Was meinen Sie: Soll man seine analogen Knipsbilder aufheben? Was machen Sie mit Ihren analogen Schätzen?

6 Antworten

  1. Hallo, danke für den interessanten Beitrag. Ich musste dabei freilich auch an mich selbst denken und ich bin da viel radikaler: Bloß weg mit dem alten Zeug. Dabei muss ich sagen, dass ich ohnehin sehr minimalistisch lebe, was Gebrauchsgegenstände anbelangt. Ich hatte vor einiger Zeit einmal sehr viele Handabzüge aus meinem Fotografiestudium auf Ebay verkauft. Das war dann ein Fotokarton voll mit durchaus hochwertig angefertigten Silbergelatine-Barytprints zu denen man in dieser Qualität nur nach einigen Jahren Praxis gelangt. Das hat mir 30 € gebracht, was mich aber aus zweierlei Gesichtspunkten nicht griesgrämig werden ließ: Zum einen interessiert sich kaum jemand dafür. Zum anderen waren mir diese alten Prints durchaus dienlich: Sie sind ja nicht die Früchte meiner Arbeit sondern ein „Nebenprodukt“ (oft Arbeiten für Uni-Kurse) für das Niveau, welches ich durch sie erlangte. Ich benötige sie nicht mehr. Heute benutze ich im Durchschnitt ca. einen Rollfilm (8 Aufnahmen) pro Monat und arbeite konzeptionell. Bis dahin war es ein weiter Weg.
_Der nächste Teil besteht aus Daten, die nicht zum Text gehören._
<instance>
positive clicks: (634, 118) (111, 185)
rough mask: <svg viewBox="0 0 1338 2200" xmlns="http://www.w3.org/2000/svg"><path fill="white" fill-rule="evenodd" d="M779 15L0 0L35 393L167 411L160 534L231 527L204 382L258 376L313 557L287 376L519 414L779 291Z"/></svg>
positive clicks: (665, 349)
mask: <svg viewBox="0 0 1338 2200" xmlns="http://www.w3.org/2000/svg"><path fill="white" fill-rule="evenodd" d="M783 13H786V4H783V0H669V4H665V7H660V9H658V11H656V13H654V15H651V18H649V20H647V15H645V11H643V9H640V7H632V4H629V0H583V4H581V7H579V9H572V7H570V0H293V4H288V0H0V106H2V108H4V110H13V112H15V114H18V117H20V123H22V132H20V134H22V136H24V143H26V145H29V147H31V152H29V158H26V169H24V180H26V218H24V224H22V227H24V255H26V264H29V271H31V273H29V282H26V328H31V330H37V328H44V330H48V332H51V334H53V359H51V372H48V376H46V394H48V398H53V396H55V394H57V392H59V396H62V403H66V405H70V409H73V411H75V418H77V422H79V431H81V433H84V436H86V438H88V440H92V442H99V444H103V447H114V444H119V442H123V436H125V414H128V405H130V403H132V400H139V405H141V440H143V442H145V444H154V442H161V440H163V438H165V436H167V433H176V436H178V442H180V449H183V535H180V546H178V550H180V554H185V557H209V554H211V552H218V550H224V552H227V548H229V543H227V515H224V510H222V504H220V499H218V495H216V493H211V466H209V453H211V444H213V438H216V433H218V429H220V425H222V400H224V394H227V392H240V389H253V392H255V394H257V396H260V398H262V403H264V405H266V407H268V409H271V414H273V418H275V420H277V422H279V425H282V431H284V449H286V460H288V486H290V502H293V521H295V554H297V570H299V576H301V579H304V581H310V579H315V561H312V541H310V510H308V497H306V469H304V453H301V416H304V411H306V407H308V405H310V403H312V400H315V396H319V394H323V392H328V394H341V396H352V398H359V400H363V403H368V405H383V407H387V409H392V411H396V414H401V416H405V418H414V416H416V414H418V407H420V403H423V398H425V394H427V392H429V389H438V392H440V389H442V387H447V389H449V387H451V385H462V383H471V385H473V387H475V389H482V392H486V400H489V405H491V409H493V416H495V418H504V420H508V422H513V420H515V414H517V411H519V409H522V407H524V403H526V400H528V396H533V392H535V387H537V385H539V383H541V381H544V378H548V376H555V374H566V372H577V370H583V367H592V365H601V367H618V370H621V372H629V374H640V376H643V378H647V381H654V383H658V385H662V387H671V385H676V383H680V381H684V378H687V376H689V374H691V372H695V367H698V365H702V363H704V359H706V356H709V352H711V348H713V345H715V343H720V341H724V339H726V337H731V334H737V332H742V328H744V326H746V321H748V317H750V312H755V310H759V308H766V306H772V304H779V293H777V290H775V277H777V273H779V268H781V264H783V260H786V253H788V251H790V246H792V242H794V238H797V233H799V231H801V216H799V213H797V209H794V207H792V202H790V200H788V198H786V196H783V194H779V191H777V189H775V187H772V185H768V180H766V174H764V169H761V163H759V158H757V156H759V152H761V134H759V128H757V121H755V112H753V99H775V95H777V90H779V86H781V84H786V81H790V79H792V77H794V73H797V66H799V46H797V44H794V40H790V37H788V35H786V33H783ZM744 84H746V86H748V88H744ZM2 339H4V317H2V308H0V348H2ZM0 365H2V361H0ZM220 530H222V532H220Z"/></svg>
    1. Wer weiß, ob Ihre auf Ebay verkauften Barytprints nicht irgendwann in einer Sammlung auftauchen? Ich verstehe „Bloß weg mit dem alten Zeug“ sehr gut! Bei ganz vielen Dingen gelingt es mir auch und ich bewundere Ihre Konsequenz in Sachen Prints.

  2. Guten Tag Frau Mettner,

    Ihr Post berührt die alte philosophische Frage „ist das Kunst oder kann das weg?“. Die Antwort auf ersteren Frageteil lautet fast immer „Nein“, auf den zweiten „Ja“.

    Allerdings ist auch Murphys Regelsatz zu beachten: Was man 10 Jahre nicht gebraucht hat und daher wegwirft, wird man morgen verzweifelt suchen.

    So ist das Leben.

    1. Den Murphy kannte ich bisher nicht. Aber es ist ja sooo wahr! Danke für Ihren Kommentar.

  3. Es kommt ja noch schlimmer. Mir graut wenn ich in die Kiste mit all dem einst hoch geschätzten (und teuer erworbenen) Foto-Equipment blicke. Selbst für eine alte „L..a“ interessiert sich heute kaum noch jemand.

    1. Da kann ich zum Trost nur darauf hinweisen, dass sich eine Leica immerhin dekorativ im Regal ausnimmt. Zudem ist das analoge Fotografieren keineswegs ausgestorben. Wohin aber mit den ausgedienten Digitalkameras?